The Jews take over a building and use it for religious instructions. At night by a fire the men dance accompanied by music. A guard comes to the Col. Berry to get him to take a look at what's going one, but Berry is a bit despondent and drunk and won't come.

A bit later the colonel comes. Even one of the guards is dancing. (He gave his rifle to one of the non-dancers to hold for him.) The colonel now becomes just another spectator. A young boy starts singing a song for the group. The colonel asks Alexander what is the song about and Alexander tells him it's none of his business.

Herr Baum in his business suit complete with a vest walks over to one of the guard towers and says that it's time for the two groups to come to understand one another. He talks about how the Jewish people were set upon by the Nazis and they suffered. Many of his people were killed. But, he says, the guards already know all that. What he has come to say is that somebody gave Churchill the wrong information. The Jews here are not spies or parachutists for the Nazis. "A shocking mistake!"

The sun is very hot and Herr Baum falls to the ground. The young Jew from Alexander's cafe rushes out and picks Baum up and takes him back to the barracks.

The rabbi has a dispute with one of the Jews attacking like a farmer with chickens and sheep. The two are getting nowhere so the rabbi motions for the young guard to come over to him. At first, the guard can't imagine that the rabbi wants him. The rabbi has to keep motioning for him to come over, until he realizes that the rabbi wants to speak with him. He rushes over there.

Col. Berry talks to some official telling him that they are pretty sure that the prisoners are not Italian. The official asks if the colonel was told they were Italians. The colonel says nobody told him anything. The official says a Swiss fellow from the Red Cross will be around soon and the colonel can talk with him.

The guard brings the rabbi in to see the colonel. The young man explains to the colonel that the prisoners need a special knife to slaughter the sheep in the kosher way. The colonel rudely says that he doesn't care about their tradition. The rabbi gets frustrated with the guard and says to him:
"Schmuck!" The rabbi leaves the colonel's office.

Col. Berry asks for the guard's name. Wally, Wally Dunston. The colonel says he wants Wally to take these kinds of matters up with Captain Minter. He doesn't want to have any more dealings with these "freaks".

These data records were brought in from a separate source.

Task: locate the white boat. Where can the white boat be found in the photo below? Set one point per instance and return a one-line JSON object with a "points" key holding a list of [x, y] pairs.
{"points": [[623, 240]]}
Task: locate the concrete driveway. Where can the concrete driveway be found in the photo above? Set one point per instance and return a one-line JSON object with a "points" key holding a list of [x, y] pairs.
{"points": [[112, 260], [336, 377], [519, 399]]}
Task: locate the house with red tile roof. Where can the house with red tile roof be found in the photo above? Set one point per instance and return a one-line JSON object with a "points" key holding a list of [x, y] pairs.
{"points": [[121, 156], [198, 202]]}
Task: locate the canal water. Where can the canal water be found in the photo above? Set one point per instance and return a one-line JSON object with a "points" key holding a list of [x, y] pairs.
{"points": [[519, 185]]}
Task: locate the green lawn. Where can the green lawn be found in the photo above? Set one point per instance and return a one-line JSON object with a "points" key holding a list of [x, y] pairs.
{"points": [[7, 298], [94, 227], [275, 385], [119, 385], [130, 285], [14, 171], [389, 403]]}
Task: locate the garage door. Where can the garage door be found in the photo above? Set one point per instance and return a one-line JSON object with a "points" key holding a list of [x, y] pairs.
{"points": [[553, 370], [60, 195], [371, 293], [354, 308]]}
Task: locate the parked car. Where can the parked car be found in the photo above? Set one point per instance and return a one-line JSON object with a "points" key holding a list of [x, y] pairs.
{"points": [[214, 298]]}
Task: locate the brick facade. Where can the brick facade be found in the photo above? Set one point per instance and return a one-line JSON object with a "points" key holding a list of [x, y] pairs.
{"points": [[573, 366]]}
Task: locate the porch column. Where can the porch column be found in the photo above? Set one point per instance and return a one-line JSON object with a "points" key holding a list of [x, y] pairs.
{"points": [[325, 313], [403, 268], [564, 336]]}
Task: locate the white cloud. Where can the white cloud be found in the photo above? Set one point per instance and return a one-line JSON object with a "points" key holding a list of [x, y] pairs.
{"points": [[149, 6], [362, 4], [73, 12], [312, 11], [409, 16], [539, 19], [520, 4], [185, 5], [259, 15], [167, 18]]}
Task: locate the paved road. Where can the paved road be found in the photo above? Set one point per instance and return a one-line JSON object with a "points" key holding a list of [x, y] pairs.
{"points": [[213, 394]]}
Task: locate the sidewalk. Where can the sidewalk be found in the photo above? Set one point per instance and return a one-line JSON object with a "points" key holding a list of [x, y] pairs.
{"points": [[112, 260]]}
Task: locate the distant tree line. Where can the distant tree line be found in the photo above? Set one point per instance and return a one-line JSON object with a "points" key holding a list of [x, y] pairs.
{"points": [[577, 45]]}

Herr Baum comes into the office and sits down. He says that now they need their affidavits. They need them and it Baum's responsibility to get them. He tips his hat to the colonel and leaves the office.

Captain Minter meets with the prisoners to say that the Red Cross says each prisoner gets money in the amount of 3 pounds and 15 shillings. He calls out a number of names starting with A and tells the men to come forward. Alexander intervenes and says to sign for the "receipt" for the money is to sign a paper that they are German spies.

Herr Baum is really confused. He says the Australians are not getting a penny from them. How much did the Australians want? So the prisoners stand in defiance of giving the Australians any money. There is a near riot in the place and the prisoners throw the German money around. The captain is scared. A guard shoots his rifle into the air and that stops the protest.

Alexander and the rabbi come over to talk with the colonel. Alexander mocks the colonel by exaggerating what Jews are "supposed" to be like. The colonel says that he understands that the prisoners are saying this has all been some kind of big mistake and they want to stop it before it all gets out of hand! The two prisoners just look at him with no real response.

Berry actually gets his telephone call to the prime minister put through. He explains that the prisoners claim they are being illegally detained. They says they are refugees and know nothing about parachutists. The prime minister tells Berry if this is some kind of a joke, he can just stick it. He now hangs up on Berry.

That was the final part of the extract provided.